BY BENJAMIN BENSON, Office of Corporate Communications, Naval Supply Systems Command
Navy readiness depends on robust and reliable supply chains. To be ready to fight tonight, the availability of vital spare and repair parts is critical–especially “top degrader” parts for aviation and maritime readiness. Aircraft can’t fly and ships can’t steam when these parts are not available. NAVSUP recognizes a key component of a responsive and reliable supply chain is strong relationships with suppliers. To that end, NAVSUP is developing more collaborative ways to work with its supplier base. No longer viewing suppliers as simply vendors, but as true partners, NAVSUP is replacing current reactive approaches with strategic engagements to identify and mitigate long-standing supply chain challenges with a renewed sense of urgency in which both sides have a vested interest in optimal outcomes. With Secretary of the Navy Richard V. Spencer’s call to restore readiness and increase the fleet’s capacity and capability to meet the nation’s security needs, NAVSUP responded by reforming its business practices to help improve Navy readiness. One element of NAVSUP’s reform effort is establishing a Strategic Supplier Relationship Management (SSRM) program led by NAVSUP Executive for Strategic Initiatives Karen Fenstermacher.

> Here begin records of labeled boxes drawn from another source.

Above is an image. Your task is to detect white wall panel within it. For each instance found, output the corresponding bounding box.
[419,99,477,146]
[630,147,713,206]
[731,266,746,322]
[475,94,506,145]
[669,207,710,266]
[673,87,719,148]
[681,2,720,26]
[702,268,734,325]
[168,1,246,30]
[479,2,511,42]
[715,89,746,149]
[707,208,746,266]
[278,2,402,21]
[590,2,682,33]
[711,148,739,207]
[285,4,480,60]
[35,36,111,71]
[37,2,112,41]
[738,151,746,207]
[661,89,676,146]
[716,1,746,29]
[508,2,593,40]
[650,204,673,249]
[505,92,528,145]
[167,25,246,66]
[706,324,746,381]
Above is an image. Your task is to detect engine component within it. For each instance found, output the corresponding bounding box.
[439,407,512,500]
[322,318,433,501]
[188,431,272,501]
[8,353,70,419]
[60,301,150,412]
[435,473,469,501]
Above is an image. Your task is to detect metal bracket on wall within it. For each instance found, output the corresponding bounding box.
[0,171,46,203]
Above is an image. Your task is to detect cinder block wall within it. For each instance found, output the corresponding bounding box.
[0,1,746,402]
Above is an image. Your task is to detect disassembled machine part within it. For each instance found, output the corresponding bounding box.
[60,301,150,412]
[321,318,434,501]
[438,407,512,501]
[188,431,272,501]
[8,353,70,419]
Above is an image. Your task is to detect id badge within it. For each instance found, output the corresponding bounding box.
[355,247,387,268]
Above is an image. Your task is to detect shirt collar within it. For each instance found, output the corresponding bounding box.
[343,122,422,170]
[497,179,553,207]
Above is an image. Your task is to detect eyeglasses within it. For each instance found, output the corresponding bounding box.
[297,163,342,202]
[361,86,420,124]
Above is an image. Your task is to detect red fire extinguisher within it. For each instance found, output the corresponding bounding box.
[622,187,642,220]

“NAVSUP recognizes that suppliers play a vital role in supply chain performance,” said Fenstermacher. “We want to be a better partner, but also want suppliers to know that we are going to be a more demanding customer.” With her SSRM team, they are assessing supplier contributions, building scorecards around business goals, evaluating performance, and sharing information with a more open and consistent cadence of communication. “While it is the suppliers’ business to support the Navy, they may not have the necessary real time visibility of impacts of delays on readiness,” Fenstermacher noted. “Through more proactive and collaborative sharing of information, bottlenecks and vulnerabilities can be avoided.”
“While all suppliers are critical to the business and are approached with the same core values, in terms of depth-ofactivities, we’ve drawn a line between our strategic partners and other suppliers,” said SSRM team member and NAVSUP Weapon Systems Support Special Projects Director Brian Keeley. To do that, the team segmented the supplier portfolio using both quantitative and qualitative indicators to determine the top strategic partners that NAVSUP relies on; these include Northrop Grumman, Boeing, Raytheon, Collins Aerospace, Lockheed (and Sikorsky), General Electric, BAE Systems, Honeywell, and L3 Technologies. In practice, the SSRM team engages with strategic partners using various tools. Hard tools include key performance indicators (used for all suppliers), while other soft and more exclusive tools include reoccurring senior-level meetings, executive top-to-top reviews, forums to share latest supply chain challenges, and co-development of strategic initiatives to partner with a near-term, focus-to-finish goal.
“NAVSUP’s critical role in our nation’s defense requires nothing less than being a firm, challenging, but fair customer,” said Fenstermacher. “We believe a longterm non-opportunistic approach creates mutual trust and ultimately a win/win for both government and industry. Our strategic supplier partnerships will occupy an elite position at the top of the NAVSUP’s supplier base hierarchy.” NAVSUP will continue to mature and evolve its supplier relationship management efforts over time, with a conscientious effort on both sides of the relationship. NAVSUP’s challenge will be to create a multi-faceted commitment with its strategic suppliers to nurture and sustain a requisite foundation of trust, commitment, and leadership that support a mutually productive and valuable business partnership.